Comments on Hibernate in Action
Hibernate in Action by Christian Bauer and Gavin King is probably the best book of its type. I mean the type of book that teaches a popular development tool (other books in this category includes those on JUnit, XDoclet and Ant etc..).
It is best because of several reasons. (1) Object/Relational Mapping is one of the fundamental problems every developer in this era (when object-oriented language and relational database are the corner stones of almost all enterprise systems) needs to have a minimal understanding. It deserves a serious exploration in computing literature. (2) It has a fine balance in discussing the general concerns in ORM and introducing the specific solution in Hibernate. The first aspect provides the necessary depth that similar books usually lacks. (3) The authors obviously have a clear understanding of developers’ mentality, therefore are able to articulate the topics in a logically cohesive manner that is certainly very accessible to developers.
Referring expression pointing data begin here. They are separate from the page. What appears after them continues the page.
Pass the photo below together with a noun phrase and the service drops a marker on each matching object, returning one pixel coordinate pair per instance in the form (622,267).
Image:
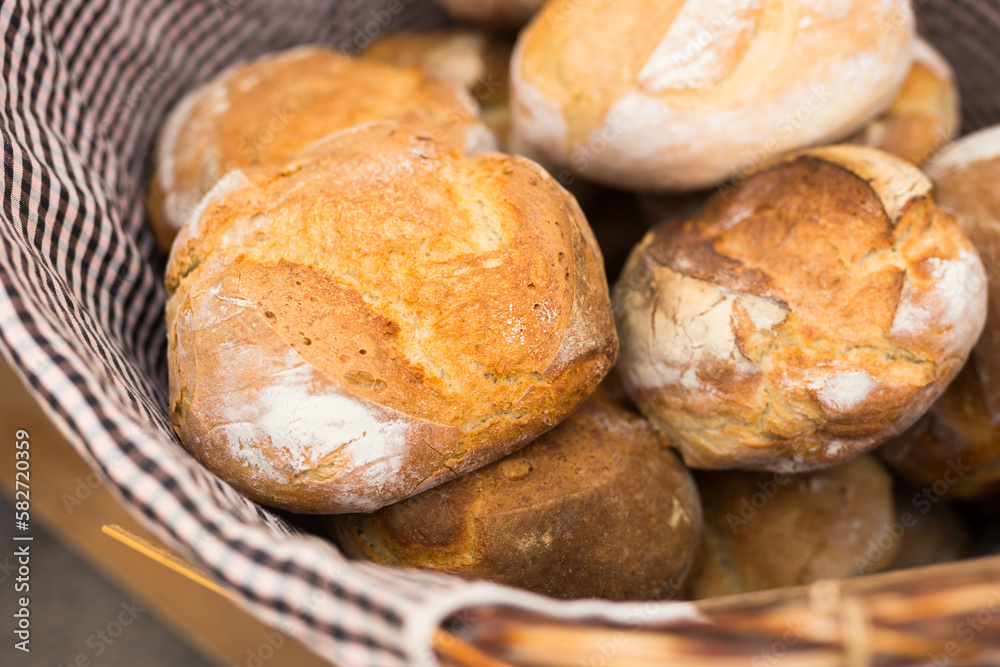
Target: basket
(86,86)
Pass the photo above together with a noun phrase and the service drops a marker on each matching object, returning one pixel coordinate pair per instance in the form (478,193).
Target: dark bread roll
(802,318)
(379,316)
(955,447)
(597,507)
(965,176)
(766,531)
(496,13)
(924,116)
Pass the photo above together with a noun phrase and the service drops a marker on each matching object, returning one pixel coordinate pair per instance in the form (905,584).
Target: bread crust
(597,507)
(965,176)
(924,116)
(264,112)
(954,449)
(473,60)
(803,318)
(766,531)
(680,95)
(378,316)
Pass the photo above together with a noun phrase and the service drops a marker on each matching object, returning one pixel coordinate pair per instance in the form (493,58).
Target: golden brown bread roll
(800,319)
(924,116)
(954,449)
(266,111)
(378,316)
(497,13)
(965,176)
(597,507)
(474,60)
(679,95)
(771,530)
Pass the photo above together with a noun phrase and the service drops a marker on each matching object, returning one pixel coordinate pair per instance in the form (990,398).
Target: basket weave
(86,85)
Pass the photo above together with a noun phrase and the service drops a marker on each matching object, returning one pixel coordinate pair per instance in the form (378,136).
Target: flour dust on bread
(597,507)
(959,438)
(379,316)
(472,59)
(924,116)
(680,95)
(266,111)
(802,318)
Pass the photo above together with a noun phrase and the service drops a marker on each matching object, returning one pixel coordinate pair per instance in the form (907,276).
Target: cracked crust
(766,531)
(379,316)
(265,112)
(802,318)
(597,507)
(680,95)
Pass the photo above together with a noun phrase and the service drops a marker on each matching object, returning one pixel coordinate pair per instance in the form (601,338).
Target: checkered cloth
(85,85)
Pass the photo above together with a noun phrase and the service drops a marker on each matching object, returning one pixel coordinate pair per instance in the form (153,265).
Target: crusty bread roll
(477,61)
(679,95)
(378,316)
(266,111)
(965,176)
(497,13)
(597,507)
(924,116)
(803,318)
(954,449)
(766,531)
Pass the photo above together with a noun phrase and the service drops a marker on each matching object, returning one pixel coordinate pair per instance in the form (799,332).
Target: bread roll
(953,450)
(474,60)
(965,176)
(803,318)
(265,112)
(597,507)
(766,531)
(679,95)
(497,13)
(929,532)
(379,316)
(924,116)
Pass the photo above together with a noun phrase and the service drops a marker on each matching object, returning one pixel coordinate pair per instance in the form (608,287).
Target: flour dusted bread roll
(497,13)
(266,111)
(803,318)
(958,442)
(924,116)
(965,176)
(378,316)
(474,60)
(930,531)
(767,531)
(597,507)
(679,95)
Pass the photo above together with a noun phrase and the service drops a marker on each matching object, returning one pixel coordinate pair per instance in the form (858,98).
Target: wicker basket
(81,323)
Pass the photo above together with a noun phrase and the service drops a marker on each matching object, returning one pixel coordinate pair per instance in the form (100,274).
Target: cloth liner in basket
(85,87)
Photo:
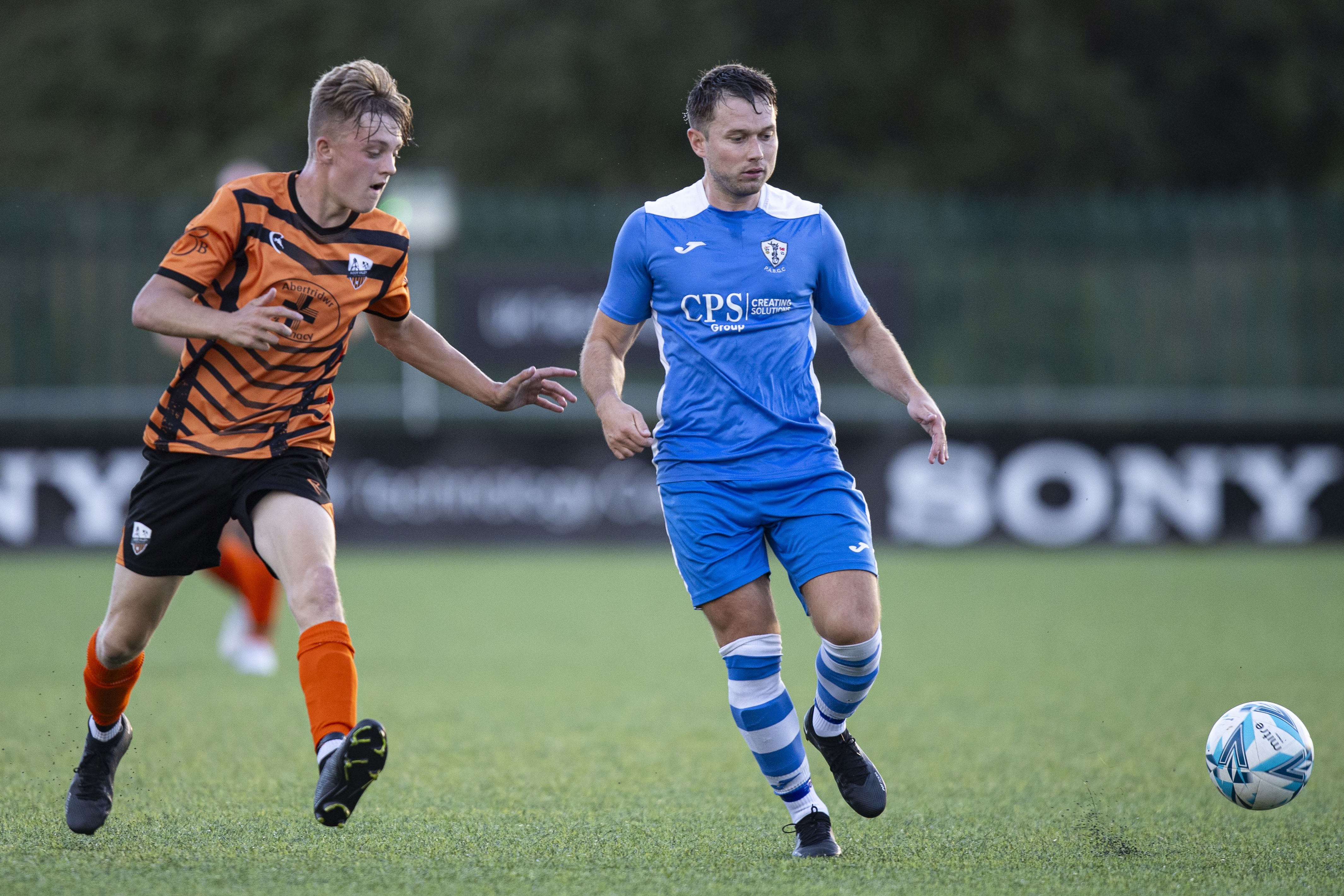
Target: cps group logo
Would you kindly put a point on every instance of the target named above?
(702, 308)
(320, 309)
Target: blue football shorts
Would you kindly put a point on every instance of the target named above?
(815, 523)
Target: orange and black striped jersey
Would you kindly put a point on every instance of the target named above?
(255, 236)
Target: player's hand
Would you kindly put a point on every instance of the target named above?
(624, 428)
(926, 414)
(259, 324)
(533, 387)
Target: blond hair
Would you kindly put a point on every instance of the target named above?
(351, 93)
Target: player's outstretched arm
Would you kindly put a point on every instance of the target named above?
(878, 356)
(423, 347)
(603, 374)
(170, 308)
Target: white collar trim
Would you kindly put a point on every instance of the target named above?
(691, 201)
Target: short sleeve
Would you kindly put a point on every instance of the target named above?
(208, 245)
(630, 289)
(396, 304)
(838, 297)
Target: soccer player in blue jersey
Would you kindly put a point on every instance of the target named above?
(730, 271)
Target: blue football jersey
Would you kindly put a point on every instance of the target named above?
(732, 297)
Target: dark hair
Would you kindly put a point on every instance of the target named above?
(732, 80)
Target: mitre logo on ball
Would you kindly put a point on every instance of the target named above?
(775, 252)
(358, 271)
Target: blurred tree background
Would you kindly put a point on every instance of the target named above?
(970, 96)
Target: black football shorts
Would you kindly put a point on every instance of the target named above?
(183, 501)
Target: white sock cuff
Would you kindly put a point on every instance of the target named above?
(803, 808)
(754, 645)
(104, 735)
(328, 749)
(855, 651)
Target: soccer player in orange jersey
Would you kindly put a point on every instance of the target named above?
(265, 285)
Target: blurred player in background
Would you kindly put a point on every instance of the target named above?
(265, 285)
(730, 271)
(245, 637)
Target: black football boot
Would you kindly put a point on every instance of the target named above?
(814, 837)
(349, 772)
(859, 781)
(89, 801)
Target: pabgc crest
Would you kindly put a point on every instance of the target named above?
(358, 271)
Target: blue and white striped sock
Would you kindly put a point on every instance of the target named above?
(765, 717)
(845, 676)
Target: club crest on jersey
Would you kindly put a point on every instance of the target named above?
(358, 271)
(140, 538)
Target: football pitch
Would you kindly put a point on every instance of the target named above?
(558, 723)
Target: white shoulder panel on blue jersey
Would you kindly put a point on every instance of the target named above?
(781, 203)
(683, 203)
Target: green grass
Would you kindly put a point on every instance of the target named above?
(558, 723)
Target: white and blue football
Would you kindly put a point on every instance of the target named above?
(1260, 755)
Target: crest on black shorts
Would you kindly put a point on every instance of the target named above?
(140, 538)
(775, 252)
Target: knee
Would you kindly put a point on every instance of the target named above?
(316, 588)
(857, 626)
(116, 649)
(850, 635)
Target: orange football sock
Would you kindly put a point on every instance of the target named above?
(328, 679)
(108, 691)
(248, 574)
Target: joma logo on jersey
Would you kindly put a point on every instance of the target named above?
(358, 269)
(703, 308)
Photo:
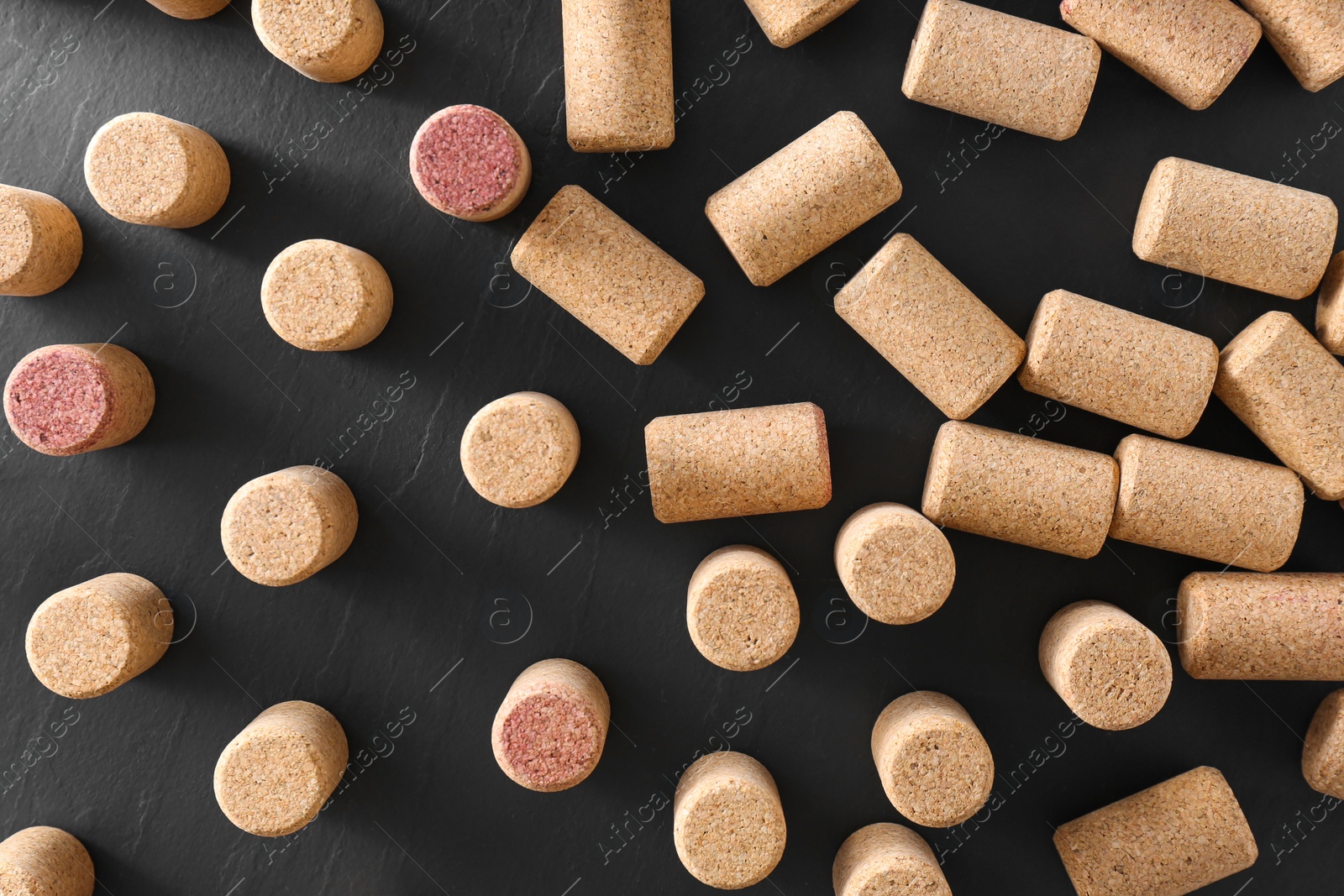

I particularly like the discussion on the relationships among application transaction, system transaction, session and variables in ThreadLocal scope. Those relationships are critically important for enterprise developers, and never related to the real–life technical professional better elsewhere. For example, in JMS specification, relationships among Thread, Session and Transaction are not well defined. In JSP and Servlet specifications, variable scopes such as Application, HttpSession, Request and Page are deservedly emphasized, but transaction issues, particularly concurrency, puzzle a lot of beginners.
Another interesting discussion is on “Dirty Check Strategy” in the appendix. Interception has a lot of use cases, therefore the similar strategies have been used in quite several other spaces such as AOP etc.. I had a similar requirement in synchronizing objects with persistent XML in a configuration framework. The lack of interception in Java has pushed Chain of Interceptor pattern to a prominent status in J2EE development community. It will be interesting to write an article comparing all those strategies and comments on their pros and cons in various use cases.